DISH Network also had to report Q2 net income also fell a thumping 91 per cent (at $3,64 billion, vs $3.72 billion same period last year). The numbers were badly affected by the record $280 million penalty levied on DISH for unwarranted telemarketing calls.
Bad as the subscriber numbers are, they are an ‘improvement’ on the broadcaster’s Q2/2016 falls, of a net 281,000. Then, it was guesstimated that DISH had actually lost between 315,000-330,000 DTH subs. DISH, like other US and European pay-TV broadcasters, bundles its OTT subscribers (Sling TV) in with its DTH numbers. It is a similar picture at DirecTV, where its DirecTV Now OTT service reported it had 491,000 subs a few weeks ago, but that overall AT&T, its parent company, had lost a total of 199,000 subs during the quarter.
In Q2, DISH activated approximately 444,000 gross new pay-TV subscribers, compared to approximately 527,000 gross new pay-TV subscribers in the prior year’s second quarter.

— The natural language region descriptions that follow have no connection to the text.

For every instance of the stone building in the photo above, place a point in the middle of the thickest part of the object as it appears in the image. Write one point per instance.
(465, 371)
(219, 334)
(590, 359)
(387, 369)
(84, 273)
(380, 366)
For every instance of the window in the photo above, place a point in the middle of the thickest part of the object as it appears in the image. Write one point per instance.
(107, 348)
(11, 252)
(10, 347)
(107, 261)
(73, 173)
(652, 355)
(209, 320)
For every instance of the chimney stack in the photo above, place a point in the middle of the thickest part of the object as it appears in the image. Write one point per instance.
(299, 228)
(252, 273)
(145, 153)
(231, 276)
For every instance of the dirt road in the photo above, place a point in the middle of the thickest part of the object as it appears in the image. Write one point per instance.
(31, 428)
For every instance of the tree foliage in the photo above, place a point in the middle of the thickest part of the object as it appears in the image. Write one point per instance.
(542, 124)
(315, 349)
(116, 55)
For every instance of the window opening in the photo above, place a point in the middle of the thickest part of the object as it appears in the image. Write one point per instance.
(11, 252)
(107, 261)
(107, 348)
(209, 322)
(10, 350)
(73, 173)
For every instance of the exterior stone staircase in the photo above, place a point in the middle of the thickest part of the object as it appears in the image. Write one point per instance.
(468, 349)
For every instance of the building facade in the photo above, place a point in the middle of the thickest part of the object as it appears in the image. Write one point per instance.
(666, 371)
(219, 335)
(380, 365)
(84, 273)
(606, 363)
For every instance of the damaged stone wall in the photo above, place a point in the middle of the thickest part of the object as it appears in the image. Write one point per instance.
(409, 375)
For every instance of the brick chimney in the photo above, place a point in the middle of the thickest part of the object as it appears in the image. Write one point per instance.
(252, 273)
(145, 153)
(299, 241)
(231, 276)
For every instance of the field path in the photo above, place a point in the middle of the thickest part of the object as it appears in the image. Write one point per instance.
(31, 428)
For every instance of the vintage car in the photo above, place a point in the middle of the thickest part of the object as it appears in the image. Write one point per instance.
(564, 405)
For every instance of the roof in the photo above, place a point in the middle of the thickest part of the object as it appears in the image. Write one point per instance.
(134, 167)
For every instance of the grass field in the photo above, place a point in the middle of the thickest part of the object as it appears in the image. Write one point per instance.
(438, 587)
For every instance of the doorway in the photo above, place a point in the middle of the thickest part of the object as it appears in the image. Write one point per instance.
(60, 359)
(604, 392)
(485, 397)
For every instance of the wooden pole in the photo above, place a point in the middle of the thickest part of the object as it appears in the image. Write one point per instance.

As of June 30th 2017 DISH enjoyed a total (DTH plus Sling) subscriber base of 13.332 million, down from 13.593 million at the same time last year.
Pay-TV ARPU (per month) for Q2 totaled $87.25, compared to the year-ago period’s pay-TV ARPU of $89.98. Pay-TV subscriber churn rate was 1.59 (per month) percent versus 1.96 per cent for second quarter 2016.
For these slight improvements, the market was no doubt grateful. However, one analyst (Craig Moffett, from Moffett Nathanson, was not impressed. His comments were blunt, saying the satellite TV business is shrinking fast. “It is heavily indebted and its bonds trade above par.”
“By our estimate, DISH’s traditional satellite TV business is shrinking at a 9.1 per cent clip. (DISH’s overall reported subscriber numbers are inflated by the inclusion of Sling TV OTT subscribers, but those subscribers have almost no economic value, so let’s ignore them for now.) Its total service revenues are shrinking at 5.5 per cent,” says Moffett.
Moffett reminds investors that DISH’s debt burden is currently some $14.9 billion, and there could be further bad news ahead if DISH is unsuccessful in fighting another batch of illegal telemarketing allegations. DISH has set aside $296 million for these potential penalties, but the impact could be worse notably including penalties that could forbid DISH from accepting new subscribers from “a particular third-party retailer” as a consequence of the litigation.
Moffett, in his 10-page report on DISH concludes that time could be running out for DISH’s core business.